The 2010s: The decade where America started to feel a lot less shame about diving into true crime and has fallen under the genre’s spell.
True crime offerings are certainly nothing new (howdy O.J.!), but the plaudits and obsession attached to current genre titans Making A Murderer and Serial have injected these sorts of programs with a level of public prestige that Investigation Discovery’s slate has never been afforded. One work these docs/podcasts owe a supreme debt to is Errol Morris’ landmark documentary The Thin Blue Line.

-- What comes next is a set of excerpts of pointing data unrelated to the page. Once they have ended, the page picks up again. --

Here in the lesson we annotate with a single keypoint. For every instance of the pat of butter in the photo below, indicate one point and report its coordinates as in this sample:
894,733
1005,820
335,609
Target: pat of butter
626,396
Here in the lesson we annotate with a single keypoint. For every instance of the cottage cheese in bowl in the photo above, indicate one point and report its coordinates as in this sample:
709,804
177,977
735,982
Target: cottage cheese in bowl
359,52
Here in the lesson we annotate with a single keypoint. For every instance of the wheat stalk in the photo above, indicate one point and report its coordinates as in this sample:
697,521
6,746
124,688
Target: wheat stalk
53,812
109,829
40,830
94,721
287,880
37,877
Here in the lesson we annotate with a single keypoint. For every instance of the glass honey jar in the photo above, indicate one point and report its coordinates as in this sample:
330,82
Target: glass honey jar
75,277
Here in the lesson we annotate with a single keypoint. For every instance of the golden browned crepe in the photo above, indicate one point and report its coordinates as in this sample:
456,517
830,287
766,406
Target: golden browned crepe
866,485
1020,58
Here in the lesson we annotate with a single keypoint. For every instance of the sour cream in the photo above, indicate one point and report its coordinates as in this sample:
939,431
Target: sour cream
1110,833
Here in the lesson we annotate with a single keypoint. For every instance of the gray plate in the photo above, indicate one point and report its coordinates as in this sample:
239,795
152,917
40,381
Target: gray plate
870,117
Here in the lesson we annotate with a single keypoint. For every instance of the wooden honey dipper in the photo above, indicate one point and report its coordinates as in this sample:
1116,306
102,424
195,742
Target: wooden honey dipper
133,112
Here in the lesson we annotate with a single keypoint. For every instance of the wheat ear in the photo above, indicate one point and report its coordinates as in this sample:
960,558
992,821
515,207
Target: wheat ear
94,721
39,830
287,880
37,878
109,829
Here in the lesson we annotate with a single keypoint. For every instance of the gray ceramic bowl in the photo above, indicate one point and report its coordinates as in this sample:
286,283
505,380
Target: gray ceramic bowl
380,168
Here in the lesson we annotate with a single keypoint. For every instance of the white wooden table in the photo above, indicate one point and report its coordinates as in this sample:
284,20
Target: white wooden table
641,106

The 1988 doc focuses on the plight of a man (Randall Dale Adams) sitting on death row for the murder of a police officer. Its impact as a piece of filmmaking (you will see it on every “best of” list until the day you die) and on the course of events attached to the players involved after its release has been pointed to as a milestone marker for what a non-fiction film can achieve. We’re quite bullish on the importance of The Thin Blue Line and have a 79 second video tucked above to sell you on its immense value.
Speaking of Morris, he weighed in on Making A Murderer in a recent interview with Slate.
The purpose of documentary—whether it’s true crime or anything else, for that matter—is not just to give us reality on a plate, but to make us think about what reality is. And I believe Making a Murderer really does powerfully engage us. It’s engaged millions of people. One thing that you do learn in an investigation is that we’re all prisoners of narrative, and we can’t escape from narrative; we need stories in order to figure out what the world is about. If the police come up with a story, they don’t look for any evidence that would suggest otherwise. And if you don’t look for evidence, you don’t find it, often. I found it extraordinarily powerful, and ironic, because there really is no investigation in Making a Murderer.
By the way, Errol Morris will have a six-part true-crime flavored series available to binge on Netflix in the not too distant future.